In questioning the prospective jurors in groups of three, Soering's attorneys focused on publicity surrounding the case.
Only a handful said they had not heard of the case.
"Who hasn't in the state of Virginia?" said a 42-year-old licensed practical nurse from Piney River.
Soering, a 23-year-old former University of Virginia honors student, has made headlines since he was charged four years ago with the 1985 deaths of Nancy and Derek Haysom. Soering's former girlfriend, Elizabeth Haysom, is serving a 90-year sentence for helping to plot her parents' deaths.
In a barely audible voice, Soering pleaded not guilty to the killings as his trial opened Friday morning.
Despite media reports about the case, most of the jurors said they had not drawn any conclusions from what they had read, seen or heard.
A maintenance man from Roseland, who said he had read extensively about the case, told the attorneys, "This gentleman is innocent today." He said he would not find Soering guilty unless Commonwealth's Attorney James Updike convinced him of that beyond a reasonable doubt.
Those who said their minds were already made up - by what they had seen on television or in their morning paper - were stricken as potential jurors by Circuit Judge William Sweeney.
One man from Massie Mill was removed after he told the judge what conclusion he had drawn from the "daily" reports he read: "I would think he's guilty," he said.
Sweeney brought in Nelson County residents to hear the case because he said publicity about the case could make finding a jury from Bedford County difficult.
Earlier this week, Sweeney had rejected a motion from Soering's attorney, Rick Neaton, who argued that Nelson County residents also had been exposed to a mass of publicity in the case and should not serve as jurors, either.
Soering, who wore blue jeans to all 10 of his pretrial motions hearing, wore a blue blazer, tie, khaki slacks and a new haircut to court on Friday.
His father, Klaus Soering, and younger brother, Kai, were in court for the first time.
Klaus Soering, who worked at the West German embassy in Detroit at the time of the killings, is now stationed in Mauritania on the coast of Africa.
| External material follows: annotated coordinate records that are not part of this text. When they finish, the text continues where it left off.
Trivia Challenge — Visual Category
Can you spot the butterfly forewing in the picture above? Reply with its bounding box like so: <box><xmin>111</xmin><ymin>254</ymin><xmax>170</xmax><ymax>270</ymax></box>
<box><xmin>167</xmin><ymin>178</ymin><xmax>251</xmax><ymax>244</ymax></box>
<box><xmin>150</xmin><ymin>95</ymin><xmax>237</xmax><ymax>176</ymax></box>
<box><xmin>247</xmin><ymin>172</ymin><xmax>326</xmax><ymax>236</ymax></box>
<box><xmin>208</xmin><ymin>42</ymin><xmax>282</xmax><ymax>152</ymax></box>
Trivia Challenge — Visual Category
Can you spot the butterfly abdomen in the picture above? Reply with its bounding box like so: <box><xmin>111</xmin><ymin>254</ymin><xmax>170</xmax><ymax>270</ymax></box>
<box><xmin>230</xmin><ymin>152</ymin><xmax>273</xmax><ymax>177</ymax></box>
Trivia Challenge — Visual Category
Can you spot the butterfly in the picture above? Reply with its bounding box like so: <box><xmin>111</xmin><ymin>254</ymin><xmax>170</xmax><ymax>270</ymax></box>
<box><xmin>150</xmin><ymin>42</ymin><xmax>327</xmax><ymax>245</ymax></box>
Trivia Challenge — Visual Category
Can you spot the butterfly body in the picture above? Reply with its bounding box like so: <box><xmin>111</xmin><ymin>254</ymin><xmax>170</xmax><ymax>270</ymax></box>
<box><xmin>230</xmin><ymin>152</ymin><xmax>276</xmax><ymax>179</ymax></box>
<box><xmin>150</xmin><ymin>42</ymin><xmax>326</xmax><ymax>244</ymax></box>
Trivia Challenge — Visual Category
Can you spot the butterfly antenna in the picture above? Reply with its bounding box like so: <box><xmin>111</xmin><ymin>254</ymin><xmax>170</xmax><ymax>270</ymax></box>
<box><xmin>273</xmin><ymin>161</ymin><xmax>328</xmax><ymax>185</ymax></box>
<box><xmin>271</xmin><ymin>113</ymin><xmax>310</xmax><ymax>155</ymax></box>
Kai Soering is a law student in Bonn.
Pretrial arguments over the admissibility of testimony about a bloody sock print - expected to be important prosecution evidence - are set for Monday morning.
A state laboratory technician has ruled that a bloody sock print found near the Haysoms' bodies probably belonged to Soering.
Soering's defense attorneys have filed a motion questioning the reliability of such testing and asking that the test results not be allowed as evidence.
Opening arguments are scheduled to begin Monday afternoon.
All in all, Sweeney said he expects the case to last from 10 days to two weeks. But, he said Friday, he can make no promises. "There are probably some who might think it will take all summer."